Carl steps out of the shadow of his Father
The best that can be said about this issue is that it brings on the progression of one of the major, but hitherto underdeveloped, characters in this title. As Rick Grimes drifts in and out of consciousness, his son Carl is hostage to his emotions, as helplessness, anger, grief (especially in light of what happened in issue #48) and fear take hold. When unexpected visitors turn up at their hideout, Carl has to make some tough decisions. When those decisions are acted upon and resolved, we are left with Carl questioning his relationship with his Father and the dynamics of responsibility and duty of care that bind any parent and child.

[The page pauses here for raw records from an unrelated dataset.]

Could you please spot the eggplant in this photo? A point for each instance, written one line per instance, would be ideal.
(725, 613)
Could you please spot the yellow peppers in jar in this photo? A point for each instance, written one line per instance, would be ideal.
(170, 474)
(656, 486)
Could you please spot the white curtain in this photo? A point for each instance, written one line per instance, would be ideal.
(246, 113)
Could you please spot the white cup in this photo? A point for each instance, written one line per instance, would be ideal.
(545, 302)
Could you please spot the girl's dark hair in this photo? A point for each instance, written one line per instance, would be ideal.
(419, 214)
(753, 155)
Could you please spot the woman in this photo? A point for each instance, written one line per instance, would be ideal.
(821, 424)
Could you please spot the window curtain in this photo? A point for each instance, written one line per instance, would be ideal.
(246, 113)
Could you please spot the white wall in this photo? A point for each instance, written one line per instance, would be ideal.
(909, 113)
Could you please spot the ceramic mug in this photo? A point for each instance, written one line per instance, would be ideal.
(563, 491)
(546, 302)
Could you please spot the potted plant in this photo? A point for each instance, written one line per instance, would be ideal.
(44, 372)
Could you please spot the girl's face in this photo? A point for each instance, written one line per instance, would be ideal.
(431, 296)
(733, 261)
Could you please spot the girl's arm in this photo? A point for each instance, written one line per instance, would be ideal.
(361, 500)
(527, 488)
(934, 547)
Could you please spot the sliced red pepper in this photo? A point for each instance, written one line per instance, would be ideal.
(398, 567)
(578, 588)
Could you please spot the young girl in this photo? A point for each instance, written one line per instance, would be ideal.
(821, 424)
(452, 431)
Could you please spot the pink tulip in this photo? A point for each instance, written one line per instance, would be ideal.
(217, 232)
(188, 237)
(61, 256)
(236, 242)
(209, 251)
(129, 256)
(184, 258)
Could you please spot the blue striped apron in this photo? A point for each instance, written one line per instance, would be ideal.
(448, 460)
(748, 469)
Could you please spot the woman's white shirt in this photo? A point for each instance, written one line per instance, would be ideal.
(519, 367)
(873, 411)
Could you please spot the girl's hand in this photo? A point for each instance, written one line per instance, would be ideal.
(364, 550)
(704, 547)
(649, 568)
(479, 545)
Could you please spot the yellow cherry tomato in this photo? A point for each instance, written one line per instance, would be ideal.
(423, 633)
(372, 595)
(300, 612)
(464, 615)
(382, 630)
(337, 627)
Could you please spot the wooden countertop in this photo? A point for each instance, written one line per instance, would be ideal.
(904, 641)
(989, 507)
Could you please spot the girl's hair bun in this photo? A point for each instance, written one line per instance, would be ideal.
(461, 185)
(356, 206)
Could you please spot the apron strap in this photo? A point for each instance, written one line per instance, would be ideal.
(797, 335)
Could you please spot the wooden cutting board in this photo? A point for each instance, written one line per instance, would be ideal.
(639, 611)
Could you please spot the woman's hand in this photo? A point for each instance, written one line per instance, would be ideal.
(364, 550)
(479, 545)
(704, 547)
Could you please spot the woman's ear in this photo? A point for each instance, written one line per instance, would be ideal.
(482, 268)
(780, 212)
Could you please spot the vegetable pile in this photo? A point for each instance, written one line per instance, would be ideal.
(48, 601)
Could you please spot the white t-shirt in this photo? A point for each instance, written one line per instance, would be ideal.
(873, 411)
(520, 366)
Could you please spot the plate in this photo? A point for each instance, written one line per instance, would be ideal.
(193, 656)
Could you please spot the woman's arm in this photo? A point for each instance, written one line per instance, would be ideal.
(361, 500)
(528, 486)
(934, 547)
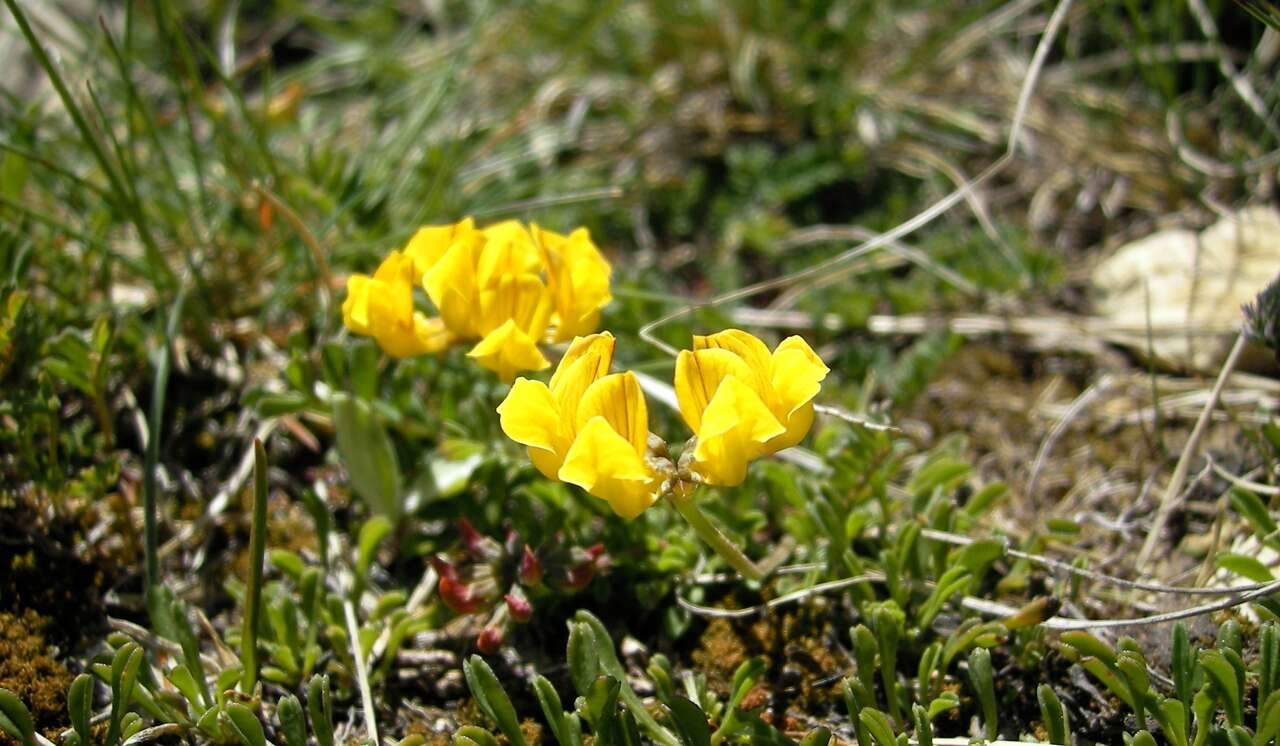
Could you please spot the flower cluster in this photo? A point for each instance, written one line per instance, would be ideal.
(506, 288)
(590, 428)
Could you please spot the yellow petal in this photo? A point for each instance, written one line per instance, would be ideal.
(606, 465)
(451, 284)
(618, 399)
(736, 425)
(521, 298)
(740, 343)
(355, 306)
(432, 334)
(508, 250)
(579, 279)
(699, 374)
(430, 242)
(796, 374)
(529, 416)
(391, 294)
(798, 426)
(507, 351)
(586, 361)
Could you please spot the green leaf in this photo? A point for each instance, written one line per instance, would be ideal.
(1224, 677)
(369, 456)
(293, 727)
(1089, 645)
(80, 706)
(16, 719)
(1054, 714)
(986, 499)
(583, 663)
(923, 727)
(690, 722)
(320, 709)
(1252, 509)
(878, 724)
(983, 681)
(552, 708)
(600, 706)
(245, 723)
(1269, 721)
(609, 664)
(493, 699)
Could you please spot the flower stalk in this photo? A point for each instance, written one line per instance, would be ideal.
(713, 536)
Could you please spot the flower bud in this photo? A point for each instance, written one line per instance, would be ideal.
(460, 596)
(530, 568)
(490, 640)
(519, 607)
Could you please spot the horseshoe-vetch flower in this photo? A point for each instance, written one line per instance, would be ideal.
(577, 277)
(513, 316)
(744, 402)
(588, 428)
(382, 306)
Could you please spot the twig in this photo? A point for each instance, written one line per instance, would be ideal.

There is some great artwork, especially the final panel – which is, for once, something other than a cliffhanger, but actually all the better for it. I read the thing twice, and I got it more the second time around. The recent ‘no-one is safe’ arc was such a relentlessly violent and brutal series of issues that the change in pace in #49 and #50 is a bit of a jolt, and this issue is more thoughtful and relies more on the personality of the character of Carl. It does work. It works well because what we are witnessing is another character taking the centre stage, there is some character progression. When Carl speaks, his monologues just stay the right side of ‘perhaps a young kid would say that’. How many comic book writers can achieve that?
The only criticism I have is that the letters page is about the longest I have ever seen – couldn’t some of that been sacrificed for a few more pages of story for issue 50??
Thank you Robert Kirkman. Thank you for 50 issues of great storytelling. Thank you Charlie Adlard for being able to illustrate this world of post-civilisation with the humanity, grace and brutality it requires.
Review – don’t expect fireworks, but this tale is moving and moves the overall story on. The Walking Dead is still just about the best comic book out there right now. 8.7 out of 10.